You are viewing a plain text version of this content. The canonical link for it is here.
Posted to commits@parquet.apache.org by bl...@apache.org on 2015/07/02 01:46:29 UTC

parquet-mr git commit: PARQUET-325: Always use row group size when padding is 0.

Repository: parquet-mr
Updated Branches:
  refs/heads/master 9fde65345 -> c7720ca4c


PARQUET-325: Always use row group size when padding is 0.

For block file systems, if the size left in the block is greater than
the max padding, a row group will be targeted at the remaining size.
However, when using 0 to turn padding off, the remaining bytes will
always be greater than padding and row groups can be targeted at very
tiny spaces. When padding is off, the next row group's size should
always be the default size.

Author: Ryan Blue <bl...@apache.org>

Closes #234 from rdblue/PARQUET-325-padding-0-fix and squashes the following commits:

f4b3c2b [Ryan Blue] PARQUET-325: Always use row group size when padding is 0.
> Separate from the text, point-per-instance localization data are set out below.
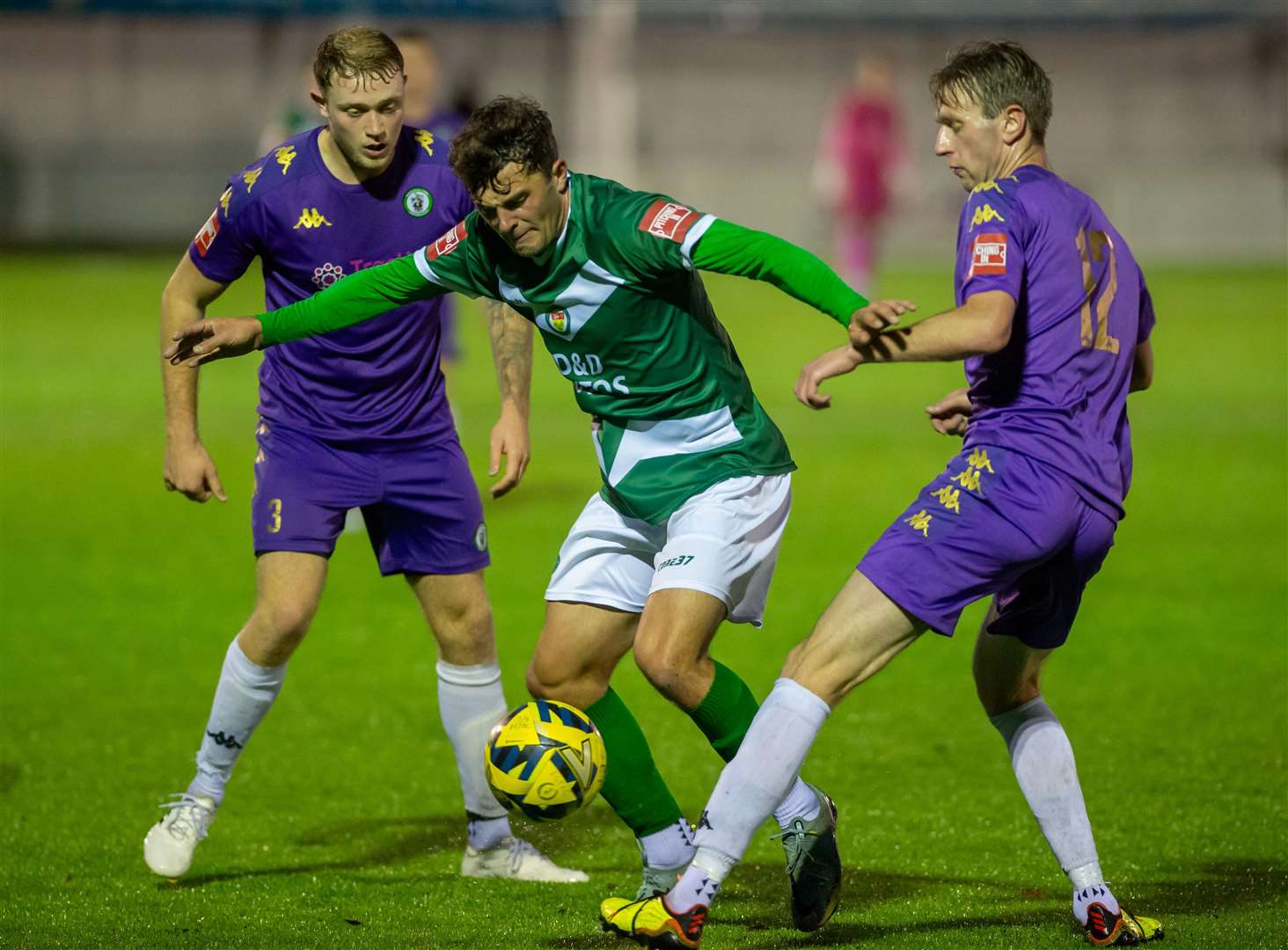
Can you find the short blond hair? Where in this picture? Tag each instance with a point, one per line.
(357, 55)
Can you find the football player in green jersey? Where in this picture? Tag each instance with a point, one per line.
(685, 528)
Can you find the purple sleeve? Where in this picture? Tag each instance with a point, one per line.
(228, 241)
(1146, 313)
(991, 246)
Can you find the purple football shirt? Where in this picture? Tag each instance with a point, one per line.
(377, 384)
(1057, 391)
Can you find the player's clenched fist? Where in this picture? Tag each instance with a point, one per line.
(214, 339)
(871, 319)
(951, 414)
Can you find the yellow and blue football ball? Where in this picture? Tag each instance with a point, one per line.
(546, 760)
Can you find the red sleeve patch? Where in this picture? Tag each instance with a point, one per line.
(988, 255)
(206, 236)
(669, 220)
(447, 244)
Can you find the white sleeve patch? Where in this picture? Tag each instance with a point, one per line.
(696, 232)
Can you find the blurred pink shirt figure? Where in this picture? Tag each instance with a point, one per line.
(860, 150)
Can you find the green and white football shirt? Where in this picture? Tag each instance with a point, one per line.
(624, 313)
(629, 325)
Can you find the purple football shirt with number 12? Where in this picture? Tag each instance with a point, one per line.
(1027, 511)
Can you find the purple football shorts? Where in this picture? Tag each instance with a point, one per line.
(993, 522)
(421, 506)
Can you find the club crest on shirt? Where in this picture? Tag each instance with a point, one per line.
(206, 236)
(418, 202)
(326, 274)
(988, 254)
(447, 244)
(666, 219)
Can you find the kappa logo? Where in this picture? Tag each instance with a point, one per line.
(447, 244)
(983, 216)
(666, 219)
(312, 218)
(285, 156)
(582, 764)
(988, 254)
(206, 236)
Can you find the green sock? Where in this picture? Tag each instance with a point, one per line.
(632, 783)
(725, 713)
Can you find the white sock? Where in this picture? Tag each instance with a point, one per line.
(670, 847)
(242, 699)
(799, 803)
(471, 702)
(1093, 894)
(759, 777)
(1043, 760)
(699, 885)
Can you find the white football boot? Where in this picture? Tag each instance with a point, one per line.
(516, 860)
(170, 842)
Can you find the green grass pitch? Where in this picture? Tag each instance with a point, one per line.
(343, 827)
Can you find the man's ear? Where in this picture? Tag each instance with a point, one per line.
(1015, 122)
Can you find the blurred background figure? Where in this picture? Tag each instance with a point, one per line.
(424, 108)
(860, 152)
(297, 113)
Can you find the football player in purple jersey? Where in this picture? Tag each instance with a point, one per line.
(355, 420)
(1052, 321)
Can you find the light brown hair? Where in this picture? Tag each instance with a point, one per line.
(355, 55)
(996, 75)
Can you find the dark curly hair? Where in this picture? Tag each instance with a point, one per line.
(508, 129)
(996, 75)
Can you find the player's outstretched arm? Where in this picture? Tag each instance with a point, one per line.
(511, 352)
(836, 362)
(355, 299)
(977, 327)
(729, 249)
(187, 469)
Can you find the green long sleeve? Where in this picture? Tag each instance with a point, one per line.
(730, 249)
(355, 297)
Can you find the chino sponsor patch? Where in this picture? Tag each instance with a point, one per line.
(206, 236)
(988, 254)
(447, 244)
(666, 219)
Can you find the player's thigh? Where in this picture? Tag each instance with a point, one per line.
(428, 518)
(288, 589)
(303, 489)
(458, 614)
(970, 533)
(605, 560)
(724, 542)
(1006, 669)
(579, 647)
(1040, 607)
(857, 636)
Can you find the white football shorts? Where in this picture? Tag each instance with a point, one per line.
(723, 542)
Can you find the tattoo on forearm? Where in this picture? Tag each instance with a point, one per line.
(511, 350)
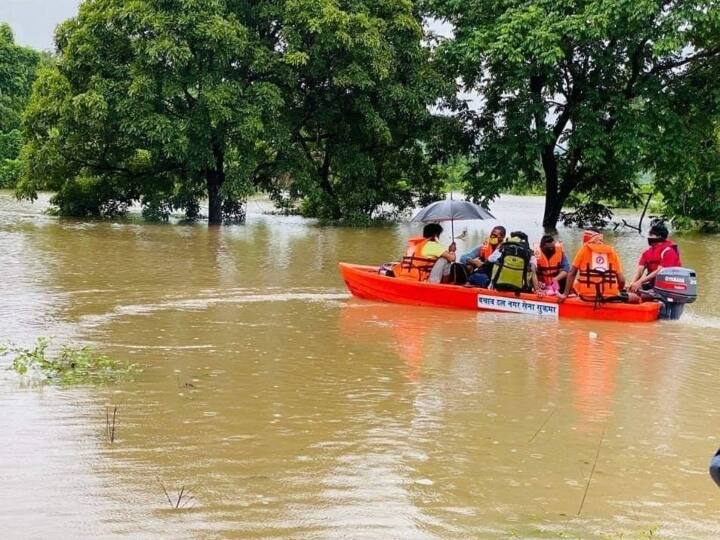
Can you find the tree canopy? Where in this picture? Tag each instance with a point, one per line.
(155, 101)
(166, 101)
(577, 94)
(17, 73)
(358, 97)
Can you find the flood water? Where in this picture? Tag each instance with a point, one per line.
(287, 409)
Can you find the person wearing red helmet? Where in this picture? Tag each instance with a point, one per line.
(662, 253)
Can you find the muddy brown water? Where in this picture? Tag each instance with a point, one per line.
(287, 409)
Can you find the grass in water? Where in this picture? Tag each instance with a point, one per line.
(70, 365)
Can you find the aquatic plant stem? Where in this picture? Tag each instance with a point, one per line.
(592, 471)
(547, 419)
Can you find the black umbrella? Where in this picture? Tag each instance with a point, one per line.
(450, 210)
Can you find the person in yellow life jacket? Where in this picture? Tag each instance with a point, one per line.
(428, 256)
(596, 272)
(514, 265)
(476, 260)
(552, 265)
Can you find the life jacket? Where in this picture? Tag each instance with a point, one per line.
(485, 251)
(656, 254)
(413, 264)
(547, 269)
(597, 280)
(512, 269)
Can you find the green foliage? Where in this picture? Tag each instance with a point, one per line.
(69, 366)
(18, 66)
(590, 214)
(322, 103)
(691, 191)
(155, 102)
(576, 95)
(360, 83)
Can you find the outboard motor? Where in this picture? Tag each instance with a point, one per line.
(675, 287)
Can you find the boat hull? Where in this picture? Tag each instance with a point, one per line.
(365, 282)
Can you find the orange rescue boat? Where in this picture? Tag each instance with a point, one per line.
(366, 282)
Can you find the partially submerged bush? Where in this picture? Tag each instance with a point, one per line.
(70, 365)
(590, 214)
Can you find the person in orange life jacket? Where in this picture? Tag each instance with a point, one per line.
(593, 257)
(552, 265)
(476, 260)
(431, 248)
(662, 253)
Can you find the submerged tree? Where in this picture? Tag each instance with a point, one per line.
(18, 66)
(158, 101)
(166, 101)
(573, 94)
(358, 97)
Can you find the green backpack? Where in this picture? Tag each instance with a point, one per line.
(512, 269)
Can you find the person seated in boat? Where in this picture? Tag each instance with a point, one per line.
(514, 265)
(552, 265)
(596, 273)
(662, 253)
(433, 254)
(476, 260)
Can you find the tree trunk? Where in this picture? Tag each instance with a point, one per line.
(326, 185)
(214, 182)
(553, 204)
(215, 179)
(553, 207)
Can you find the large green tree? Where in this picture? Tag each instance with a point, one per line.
(573, 93)
(18, 66)
(359, 95)
(157, 101)
(164, 101)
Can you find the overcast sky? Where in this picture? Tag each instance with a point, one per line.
(34, 21)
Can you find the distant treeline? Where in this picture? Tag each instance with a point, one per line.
(350, 110)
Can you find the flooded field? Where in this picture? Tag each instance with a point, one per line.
(282, 408)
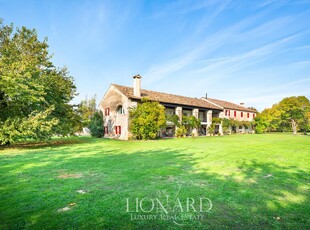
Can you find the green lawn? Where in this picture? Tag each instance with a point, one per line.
(253, 181)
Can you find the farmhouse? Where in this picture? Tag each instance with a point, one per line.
(117, 101)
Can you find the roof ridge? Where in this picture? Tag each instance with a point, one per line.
(160, 92)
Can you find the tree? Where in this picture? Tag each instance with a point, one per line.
(96, 124)
(289, 114)
(87, 108)
(34, 94)
(294, 112)
(147, 119)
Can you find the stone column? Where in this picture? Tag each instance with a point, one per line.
(209, 121)
(195, 114)
(221, 115)
(178, 112)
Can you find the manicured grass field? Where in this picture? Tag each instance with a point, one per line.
(253, 181)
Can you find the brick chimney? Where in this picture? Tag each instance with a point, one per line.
(137, 85)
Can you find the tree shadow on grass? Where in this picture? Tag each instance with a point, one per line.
(253, 194)
(56, 142)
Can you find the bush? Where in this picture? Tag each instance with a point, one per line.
(147, 119)
(181, 131)
(96, 125)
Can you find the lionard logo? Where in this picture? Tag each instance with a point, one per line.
(168, 208)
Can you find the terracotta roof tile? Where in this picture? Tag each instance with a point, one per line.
(167, 98)
(229, 105)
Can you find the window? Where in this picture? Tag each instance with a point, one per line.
(107, 112)
(118, 130)
(120, 110)
(106, 131)
(170, 111)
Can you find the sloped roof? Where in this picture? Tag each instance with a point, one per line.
(230, 105)
(167, 98)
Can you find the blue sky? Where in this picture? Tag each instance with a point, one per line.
(256, 52)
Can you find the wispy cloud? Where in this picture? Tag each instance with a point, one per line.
(216, 41)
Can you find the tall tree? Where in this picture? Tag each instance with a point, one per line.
(294, 112)
(34, 94)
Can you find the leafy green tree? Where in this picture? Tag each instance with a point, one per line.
(96, 124)
(294, 112)
(34, 94)
(147, 119)
(289, 114)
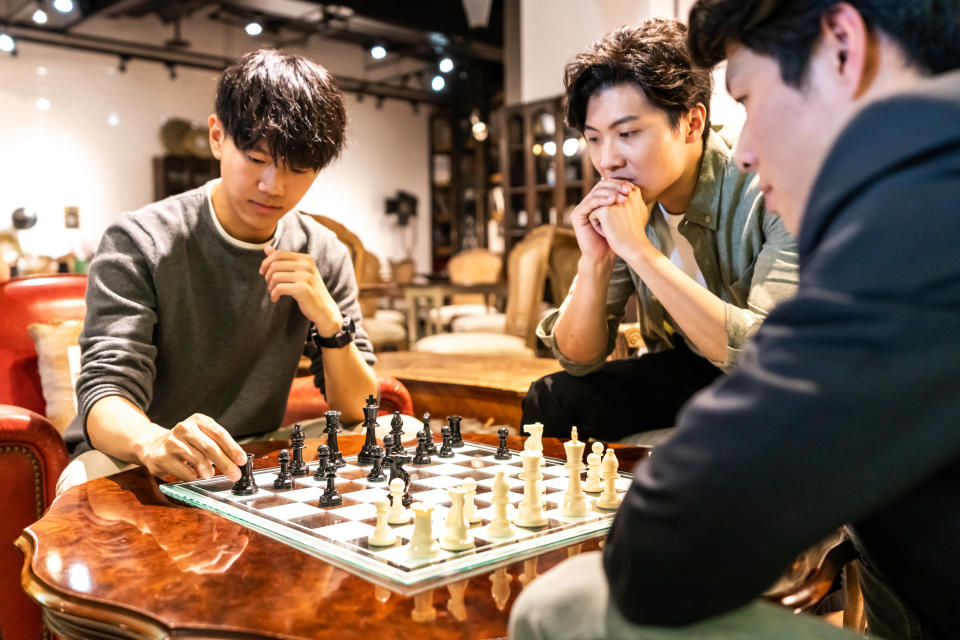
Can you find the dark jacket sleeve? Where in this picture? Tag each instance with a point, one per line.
(843, 402)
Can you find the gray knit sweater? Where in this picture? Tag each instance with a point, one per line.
(179, 320)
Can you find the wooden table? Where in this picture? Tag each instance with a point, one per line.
(114, 558)
(480, 387)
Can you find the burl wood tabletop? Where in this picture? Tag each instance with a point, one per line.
(115, 558)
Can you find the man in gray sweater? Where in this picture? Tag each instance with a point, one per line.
(199, 306)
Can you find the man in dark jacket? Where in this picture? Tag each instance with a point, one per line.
(845, 408)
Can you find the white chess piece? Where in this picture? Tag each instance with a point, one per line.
(398, 514)
(609, 498)
(531, 507)
(574, 500)
(456, 538)
(469, 507)
(593, 469)
(381, 536)
(422, 544)
(500, 526)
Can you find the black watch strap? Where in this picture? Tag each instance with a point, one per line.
(338, 340)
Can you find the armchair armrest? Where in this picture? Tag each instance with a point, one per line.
(306, 402)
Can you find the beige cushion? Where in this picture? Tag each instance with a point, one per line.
(58, 359)
(487, 323)
(498, 344)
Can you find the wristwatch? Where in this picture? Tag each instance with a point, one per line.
(338, 340)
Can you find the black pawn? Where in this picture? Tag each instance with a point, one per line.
(421, 457)
(396, 430)
(332, 429)
(376, 472)
(446, 451)
(502, 452)
(283, 480)
(370, 451)
(323, 459)
(245, 486)
(431, 447)
(298, 467)
(457, 441)
(331, 497)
Project: http://git-wip-us.apache.org/repos/asf/parquet-mr/repo
Commit: http://git-wip-us.apache.org/repos/asf/parquet-mr/commit/c7720ca4
Tree: http://git-wip-us.apache.org/repos/asf/parquet-mr/tree/c7720ca4
Diff: http://git-wip-us.apache.org/repos/asf/parquet-mr/diff/c7720ca4

Branch: refs/heads/master
Commit: c7720ca4c232d317cfc800a04eda4a1d5a44a944
Parents: 9fde653
Author: Ryan Blue <bl...@apache.org>
Authored: Wed Jul 1 16:46:23 2015 -0700
Committer: Ryan Blue <bl...@apache.org>
Committed: Wed Jul 1 16:46:23 2015 -0700

----------------------------------------------------------------------
 .../main/java/org/apache/parquet/hadoop/ParquetFileWriter.java   | 4 ++++
 1 file changed, 4 insertions(+)
----------------------------------------------------------------------


http://git-wip-us.apache.org/repos/asf/parquet-mr/blob/c7720ca4/parquet-hadoop/src/main/java/org/apache/parquet/hadoop/ParquetFileWriter.java
----------------------------------------------------------------------
diff --git a/parquet-hadoop/src/main/java/org/apache/parquet/hadoop/ParquetFileWriter.java b/parquet-hadoop/src/main/java/org/apache/parquet/hadoop/ParquetFileWriter.java
index e285376..5f265e0 100644
--- a/parquet-hadoop/src/main/java/org/apache/parquet/hadoop/ParquetFileWriter.java
+++ b/parquet-hadoop/src/main/java/org/apache/parquet/hadoop/ParquetFileWriter.java
@@ -687,6 +687,10 @@ public class ParquetFileWriter {
 
     @Override
     public long nextRowGroupSize(FSDataOutputStream out) throws IOException {
+      if (maxPaddingSize <= 0) {
+        return rowGroupSize;
+      }
+
       long remaining = dfsBlockSize - (out.getPos() % dfsBlockSize);
 
       if (isPaddingNeeded(remaining)) {